I think Wagner and Monod agree, actually.  If I extrapolate what Jenny said 
Wagner said, *mutation's* randomness is a statement of ignorance, presumably 
about where innovation comes from in biological evolution.  So, both Monod and 
Wagner would say innovation comes from mutation.

On 08/09/2017 10:22 AM, Grant Holland wrote:
> According to Jacques Monod, chance mutations are the /only /form of 
> innovation in living systems.
> On p. 112 of  his book "Chance and Necessity" he says "...since they [chance 
> mutations] constitute the /only/ possible source of modifications in the 
> genetic text,...it necessarily follows that chance /alone/ is at the source 
> of every innovation, of all creation in the biosphere. [Emphasis is his.]

> On 8/9/17 10:01 AM, Steven A Smith wrote:
>> Jenny -
>> What a powerful quote:
>>     /Natural selection can //preserve//innovations, but it cannot
>>     create them./

>> On 8/9/17 8:56 AM, Jenny Quillien wrote:
>>> An excellent foray into such a topic is /Arrival of the Fittest: how nature 
>>> innovates/ by Andreas Wagner.
>>> From the Preface:  the power of natural selection is beyond dispute, but 
>>> this power has limits.
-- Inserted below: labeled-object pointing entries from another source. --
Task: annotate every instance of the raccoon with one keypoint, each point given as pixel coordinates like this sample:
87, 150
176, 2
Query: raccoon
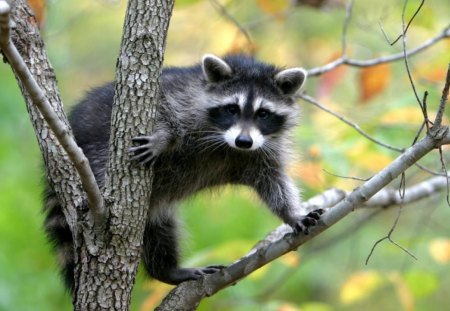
223, 121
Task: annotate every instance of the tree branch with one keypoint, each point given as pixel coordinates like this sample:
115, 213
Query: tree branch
272, 247
59, 128
316, 71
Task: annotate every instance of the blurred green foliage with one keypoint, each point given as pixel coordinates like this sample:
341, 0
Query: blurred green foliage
329, 273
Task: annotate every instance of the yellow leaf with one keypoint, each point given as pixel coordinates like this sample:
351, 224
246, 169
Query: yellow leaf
404, 293
288, 307
274, 7
310, 173
360, 286
374, 80
366, 158
440, 250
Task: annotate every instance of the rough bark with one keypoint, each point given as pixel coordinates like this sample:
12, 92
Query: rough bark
106, 259
60, 170
106, 275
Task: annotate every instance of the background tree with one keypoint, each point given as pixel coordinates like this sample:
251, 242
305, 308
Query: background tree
385, 109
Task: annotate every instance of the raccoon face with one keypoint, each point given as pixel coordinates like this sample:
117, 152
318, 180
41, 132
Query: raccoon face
261, 109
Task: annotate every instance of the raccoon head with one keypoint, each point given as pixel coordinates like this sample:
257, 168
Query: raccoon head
251, 103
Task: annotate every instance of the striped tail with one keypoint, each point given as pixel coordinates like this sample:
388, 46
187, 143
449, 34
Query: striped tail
59, 234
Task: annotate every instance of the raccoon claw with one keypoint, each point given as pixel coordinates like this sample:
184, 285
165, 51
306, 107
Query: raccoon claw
308, 221
179, 275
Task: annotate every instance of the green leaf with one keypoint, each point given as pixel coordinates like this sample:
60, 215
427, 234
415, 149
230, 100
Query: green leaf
421, 283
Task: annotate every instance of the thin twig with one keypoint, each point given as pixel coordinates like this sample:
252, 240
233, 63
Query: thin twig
404, 28
346, 177
407, 27
444, 98
316, 71
348, 16
444, 169
394, 226
313, 101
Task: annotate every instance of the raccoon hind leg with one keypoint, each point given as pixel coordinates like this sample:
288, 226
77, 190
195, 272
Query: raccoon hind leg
161, 254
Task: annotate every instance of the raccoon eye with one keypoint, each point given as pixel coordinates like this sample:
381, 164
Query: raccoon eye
232, 109
263, 113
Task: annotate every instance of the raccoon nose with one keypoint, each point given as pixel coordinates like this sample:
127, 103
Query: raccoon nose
244, 141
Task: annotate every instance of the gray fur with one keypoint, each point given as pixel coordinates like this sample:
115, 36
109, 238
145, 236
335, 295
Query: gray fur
190, 153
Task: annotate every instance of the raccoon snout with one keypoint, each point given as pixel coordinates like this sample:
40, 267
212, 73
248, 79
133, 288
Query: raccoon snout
244, 141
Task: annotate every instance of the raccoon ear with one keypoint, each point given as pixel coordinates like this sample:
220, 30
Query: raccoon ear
290, 81
215, 69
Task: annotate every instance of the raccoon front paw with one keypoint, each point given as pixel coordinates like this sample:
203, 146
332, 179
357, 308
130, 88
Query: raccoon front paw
179, 275
308, 221
146, 152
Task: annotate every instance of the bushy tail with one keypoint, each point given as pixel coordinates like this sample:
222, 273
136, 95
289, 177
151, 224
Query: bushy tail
59, 234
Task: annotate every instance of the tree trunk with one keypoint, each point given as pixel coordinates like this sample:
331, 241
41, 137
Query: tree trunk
106, 261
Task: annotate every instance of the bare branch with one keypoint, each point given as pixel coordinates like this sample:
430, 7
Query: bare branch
348, 16
409, 23
405, 28
444, 98
267, 251
60, 130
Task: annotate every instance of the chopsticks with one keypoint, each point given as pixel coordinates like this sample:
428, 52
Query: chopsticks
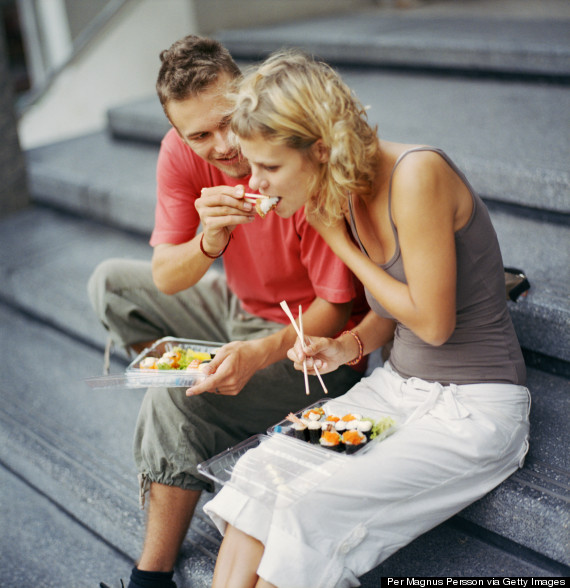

Natural selection can /preserve/ innovations, but it 
>>> cannot create them. And calling the change that creates them random is just 
>>> another way of admitting our ignorance about it. Nature's any innovations- 
>>> some uncannily perfect - call for natural principles that accelerate life's 
>>> ability to innovate, its innovability.